At 2009-06-17 23:11 +0300, Israel Viente wrote:
I really appreciate your code and comments, but after reading it many
times, I can't reach to the bottom of the logic here.
I'm a newbie so forgive my stupid questions.
As I tell my students, questions are not stupid if they are asked
sincerely. I far more appreciate the asking of questions than the
ignoring of working code that was supplied as requested.
1. Why do we need the outer most copy element:
> <xsl:template match="body">
> <xsl:copy>
In order to preserve the body element when it comes time to group the
paragraphs.
How does it work in combination with xsl:for-each-group?
By being the parent of the elements being grouped, matching on <body>
gives the stylesheet the opportunity to act on all of the children of
body. The paragraphs you want to massage are children of the body,
so the time to act on those children is at the time the body arrives
at the stylesheet. Since we want the body element to be part of the
result, we preserve it with <xsl:copy>.
2. Can you please explain the group-ending-with selection?

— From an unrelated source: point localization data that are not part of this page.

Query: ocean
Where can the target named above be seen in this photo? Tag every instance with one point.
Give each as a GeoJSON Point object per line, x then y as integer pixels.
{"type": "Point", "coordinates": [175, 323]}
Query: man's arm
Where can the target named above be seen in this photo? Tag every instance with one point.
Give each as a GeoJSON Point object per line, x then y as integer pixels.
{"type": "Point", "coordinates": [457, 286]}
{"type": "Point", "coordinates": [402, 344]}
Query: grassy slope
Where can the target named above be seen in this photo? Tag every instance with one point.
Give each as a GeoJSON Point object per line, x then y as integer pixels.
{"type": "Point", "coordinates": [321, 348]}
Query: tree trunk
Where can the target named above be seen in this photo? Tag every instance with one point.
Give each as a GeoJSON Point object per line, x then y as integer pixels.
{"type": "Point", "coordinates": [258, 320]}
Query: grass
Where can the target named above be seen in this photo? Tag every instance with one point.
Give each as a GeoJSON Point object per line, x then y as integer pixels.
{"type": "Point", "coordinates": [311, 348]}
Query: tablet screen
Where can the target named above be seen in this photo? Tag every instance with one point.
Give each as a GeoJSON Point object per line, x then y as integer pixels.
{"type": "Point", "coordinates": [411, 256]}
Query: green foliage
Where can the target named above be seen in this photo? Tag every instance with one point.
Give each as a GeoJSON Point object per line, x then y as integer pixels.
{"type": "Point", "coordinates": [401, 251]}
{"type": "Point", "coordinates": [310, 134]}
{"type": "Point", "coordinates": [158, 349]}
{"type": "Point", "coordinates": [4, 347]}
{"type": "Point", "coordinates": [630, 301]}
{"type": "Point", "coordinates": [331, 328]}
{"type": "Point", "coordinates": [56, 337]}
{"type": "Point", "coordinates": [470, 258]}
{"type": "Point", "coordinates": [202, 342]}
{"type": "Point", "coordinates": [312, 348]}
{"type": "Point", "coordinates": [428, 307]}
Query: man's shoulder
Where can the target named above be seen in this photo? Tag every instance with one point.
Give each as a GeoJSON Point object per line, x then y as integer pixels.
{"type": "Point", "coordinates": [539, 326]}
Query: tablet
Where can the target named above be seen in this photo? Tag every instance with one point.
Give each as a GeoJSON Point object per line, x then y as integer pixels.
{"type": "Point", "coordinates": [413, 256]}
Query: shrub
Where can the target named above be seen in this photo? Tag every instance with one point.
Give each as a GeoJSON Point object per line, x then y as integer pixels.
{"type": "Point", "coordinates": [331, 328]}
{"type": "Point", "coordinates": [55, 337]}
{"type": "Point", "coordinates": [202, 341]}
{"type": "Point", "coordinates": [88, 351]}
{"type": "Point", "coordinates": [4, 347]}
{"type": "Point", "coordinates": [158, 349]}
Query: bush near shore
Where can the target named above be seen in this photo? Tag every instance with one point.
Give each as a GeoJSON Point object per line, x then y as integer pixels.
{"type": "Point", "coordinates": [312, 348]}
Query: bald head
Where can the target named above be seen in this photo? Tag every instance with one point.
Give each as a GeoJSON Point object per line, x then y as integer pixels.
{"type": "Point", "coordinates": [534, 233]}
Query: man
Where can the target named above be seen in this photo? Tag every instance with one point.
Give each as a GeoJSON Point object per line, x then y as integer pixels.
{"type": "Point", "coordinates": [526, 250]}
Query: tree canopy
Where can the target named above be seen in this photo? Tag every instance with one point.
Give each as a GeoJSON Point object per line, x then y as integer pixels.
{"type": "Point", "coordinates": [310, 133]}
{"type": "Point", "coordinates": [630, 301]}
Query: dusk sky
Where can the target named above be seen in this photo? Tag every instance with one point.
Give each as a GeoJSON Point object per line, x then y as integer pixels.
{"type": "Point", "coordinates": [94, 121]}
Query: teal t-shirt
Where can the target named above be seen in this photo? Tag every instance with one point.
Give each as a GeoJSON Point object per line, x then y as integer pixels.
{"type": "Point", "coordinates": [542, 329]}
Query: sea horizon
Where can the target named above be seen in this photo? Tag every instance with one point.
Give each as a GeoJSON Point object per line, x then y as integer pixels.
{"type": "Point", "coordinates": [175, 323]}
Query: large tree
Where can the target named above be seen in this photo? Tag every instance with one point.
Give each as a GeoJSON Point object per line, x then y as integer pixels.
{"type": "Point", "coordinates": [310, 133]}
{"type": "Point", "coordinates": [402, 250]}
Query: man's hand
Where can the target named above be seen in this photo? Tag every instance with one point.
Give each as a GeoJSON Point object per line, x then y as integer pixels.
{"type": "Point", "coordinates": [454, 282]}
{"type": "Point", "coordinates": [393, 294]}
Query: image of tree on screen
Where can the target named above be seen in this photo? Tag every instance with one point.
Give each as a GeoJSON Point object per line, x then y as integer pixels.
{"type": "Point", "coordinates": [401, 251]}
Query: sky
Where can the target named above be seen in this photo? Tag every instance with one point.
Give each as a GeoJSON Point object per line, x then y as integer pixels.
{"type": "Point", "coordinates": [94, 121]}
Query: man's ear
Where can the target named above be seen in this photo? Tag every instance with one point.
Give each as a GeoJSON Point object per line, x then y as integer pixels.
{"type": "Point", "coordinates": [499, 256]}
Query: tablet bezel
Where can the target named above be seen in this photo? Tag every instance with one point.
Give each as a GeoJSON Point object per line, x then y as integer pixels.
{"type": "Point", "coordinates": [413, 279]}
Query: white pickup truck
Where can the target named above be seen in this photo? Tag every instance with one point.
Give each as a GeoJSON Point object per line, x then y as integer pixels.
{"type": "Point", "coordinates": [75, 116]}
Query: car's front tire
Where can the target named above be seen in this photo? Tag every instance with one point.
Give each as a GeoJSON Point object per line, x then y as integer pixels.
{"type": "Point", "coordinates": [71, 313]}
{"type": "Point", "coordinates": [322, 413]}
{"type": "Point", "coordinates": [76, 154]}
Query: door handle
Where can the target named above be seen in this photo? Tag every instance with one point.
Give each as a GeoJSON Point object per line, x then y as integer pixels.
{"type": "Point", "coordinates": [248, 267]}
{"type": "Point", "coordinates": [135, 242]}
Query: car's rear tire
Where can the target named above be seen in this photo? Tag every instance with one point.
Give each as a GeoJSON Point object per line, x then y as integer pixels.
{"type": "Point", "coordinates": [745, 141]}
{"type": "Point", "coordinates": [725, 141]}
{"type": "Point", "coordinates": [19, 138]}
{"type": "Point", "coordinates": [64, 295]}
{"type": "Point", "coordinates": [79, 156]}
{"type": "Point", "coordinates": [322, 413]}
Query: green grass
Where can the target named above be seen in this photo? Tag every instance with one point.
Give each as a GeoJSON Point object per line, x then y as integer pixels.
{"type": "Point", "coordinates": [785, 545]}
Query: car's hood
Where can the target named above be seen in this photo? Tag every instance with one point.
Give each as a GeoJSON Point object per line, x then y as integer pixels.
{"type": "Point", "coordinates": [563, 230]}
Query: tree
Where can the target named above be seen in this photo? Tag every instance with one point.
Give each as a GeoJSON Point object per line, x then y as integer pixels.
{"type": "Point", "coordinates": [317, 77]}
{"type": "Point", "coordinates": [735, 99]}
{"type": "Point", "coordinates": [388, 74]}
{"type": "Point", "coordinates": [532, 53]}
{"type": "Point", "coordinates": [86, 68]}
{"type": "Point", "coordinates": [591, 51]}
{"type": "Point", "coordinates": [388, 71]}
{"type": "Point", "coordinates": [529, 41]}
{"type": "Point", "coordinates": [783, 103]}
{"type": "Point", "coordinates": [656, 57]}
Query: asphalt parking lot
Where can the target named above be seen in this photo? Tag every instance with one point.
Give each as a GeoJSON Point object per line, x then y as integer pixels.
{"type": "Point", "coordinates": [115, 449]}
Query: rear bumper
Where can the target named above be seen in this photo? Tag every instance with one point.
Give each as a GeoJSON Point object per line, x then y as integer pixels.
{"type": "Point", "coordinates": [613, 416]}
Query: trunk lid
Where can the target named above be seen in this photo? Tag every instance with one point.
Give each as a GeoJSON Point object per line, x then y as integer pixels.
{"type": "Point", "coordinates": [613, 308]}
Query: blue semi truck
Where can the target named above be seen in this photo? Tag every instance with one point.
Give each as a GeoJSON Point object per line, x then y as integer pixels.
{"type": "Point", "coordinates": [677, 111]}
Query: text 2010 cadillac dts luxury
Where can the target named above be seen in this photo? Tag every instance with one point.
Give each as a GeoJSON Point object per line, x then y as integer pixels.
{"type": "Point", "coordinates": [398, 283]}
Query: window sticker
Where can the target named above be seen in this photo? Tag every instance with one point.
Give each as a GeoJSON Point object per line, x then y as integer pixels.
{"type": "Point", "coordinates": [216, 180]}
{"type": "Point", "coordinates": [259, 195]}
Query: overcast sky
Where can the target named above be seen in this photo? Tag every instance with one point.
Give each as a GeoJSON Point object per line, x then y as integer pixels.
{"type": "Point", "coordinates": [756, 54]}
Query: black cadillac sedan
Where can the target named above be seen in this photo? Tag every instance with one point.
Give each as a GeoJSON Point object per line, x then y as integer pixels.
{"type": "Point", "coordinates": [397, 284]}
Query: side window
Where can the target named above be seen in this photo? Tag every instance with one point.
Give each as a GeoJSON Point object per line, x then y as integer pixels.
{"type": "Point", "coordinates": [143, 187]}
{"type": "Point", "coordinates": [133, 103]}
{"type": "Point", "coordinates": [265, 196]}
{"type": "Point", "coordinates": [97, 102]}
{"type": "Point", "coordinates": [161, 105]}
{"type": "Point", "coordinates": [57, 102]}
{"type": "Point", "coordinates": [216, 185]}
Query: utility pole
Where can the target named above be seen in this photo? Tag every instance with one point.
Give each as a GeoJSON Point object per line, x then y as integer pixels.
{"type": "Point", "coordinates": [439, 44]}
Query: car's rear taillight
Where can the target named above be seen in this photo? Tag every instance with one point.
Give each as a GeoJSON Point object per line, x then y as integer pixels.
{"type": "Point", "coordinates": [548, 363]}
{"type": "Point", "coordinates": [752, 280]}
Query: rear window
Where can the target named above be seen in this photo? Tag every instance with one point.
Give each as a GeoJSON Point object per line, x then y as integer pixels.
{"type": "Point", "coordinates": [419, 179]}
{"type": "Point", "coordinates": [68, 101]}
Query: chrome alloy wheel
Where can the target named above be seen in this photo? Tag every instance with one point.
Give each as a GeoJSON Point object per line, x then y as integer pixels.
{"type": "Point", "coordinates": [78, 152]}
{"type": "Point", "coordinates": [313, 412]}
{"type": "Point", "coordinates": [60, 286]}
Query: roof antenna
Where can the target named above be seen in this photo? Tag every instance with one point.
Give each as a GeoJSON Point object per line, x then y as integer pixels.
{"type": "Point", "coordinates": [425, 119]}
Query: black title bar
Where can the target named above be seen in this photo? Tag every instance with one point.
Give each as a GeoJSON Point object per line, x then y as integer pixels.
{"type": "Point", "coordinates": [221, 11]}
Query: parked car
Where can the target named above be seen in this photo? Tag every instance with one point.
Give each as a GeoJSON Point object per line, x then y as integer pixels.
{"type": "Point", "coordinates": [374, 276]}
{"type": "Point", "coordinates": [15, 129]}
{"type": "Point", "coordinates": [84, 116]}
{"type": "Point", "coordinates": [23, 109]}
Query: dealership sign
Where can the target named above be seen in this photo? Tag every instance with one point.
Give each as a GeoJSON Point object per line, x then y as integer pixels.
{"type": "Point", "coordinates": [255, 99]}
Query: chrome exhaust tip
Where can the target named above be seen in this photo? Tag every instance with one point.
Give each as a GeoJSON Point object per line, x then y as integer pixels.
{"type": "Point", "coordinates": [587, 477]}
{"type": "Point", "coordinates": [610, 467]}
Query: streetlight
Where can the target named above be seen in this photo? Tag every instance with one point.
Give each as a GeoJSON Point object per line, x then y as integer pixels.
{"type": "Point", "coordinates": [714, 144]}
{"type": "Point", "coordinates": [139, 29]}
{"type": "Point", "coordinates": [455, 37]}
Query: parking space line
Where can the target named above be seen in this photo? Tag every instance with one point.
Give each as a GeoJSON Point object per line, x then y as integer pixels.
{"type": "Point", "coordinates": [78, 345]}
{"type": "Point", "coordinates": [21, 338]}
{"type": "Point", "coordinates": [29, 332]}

You can see by the select="*" that I have selected *all* of the
children of the body. I want to act on those groups of adjacent <p>
elements. But since there are other non-<p> elements that could be
in the data (there aren't any in your data, but how often is a web
page made solely of paragraphs?) I would be pulling those into the
selection as well. After all, I want all of the children of body to
be processed in child order, I only want to engage the special
handling when I'm dealing with those children that are paragraphs.
Yes your data sample only contained paragraphs, but I try to write my
stylesheets defensively anticipating other conditions.
Why do we need *[not(self::p)] ? Doesn't it mean all except p elements?
Indeed it does mean all except <p> elements. By putting non-<p>
elements in their own group, they won't interfere with the groups
that are comprised of <p> elements.
So, adding more narrative to the stylesheet:
<xsl:template match="body">
<xsl:copy>
<xsl:copy-of select="@*"/>
The above preserves the body element and any attributes that might be
attached to it.
<xsl:for-each-group select="*"
The above selects all of the children of the body.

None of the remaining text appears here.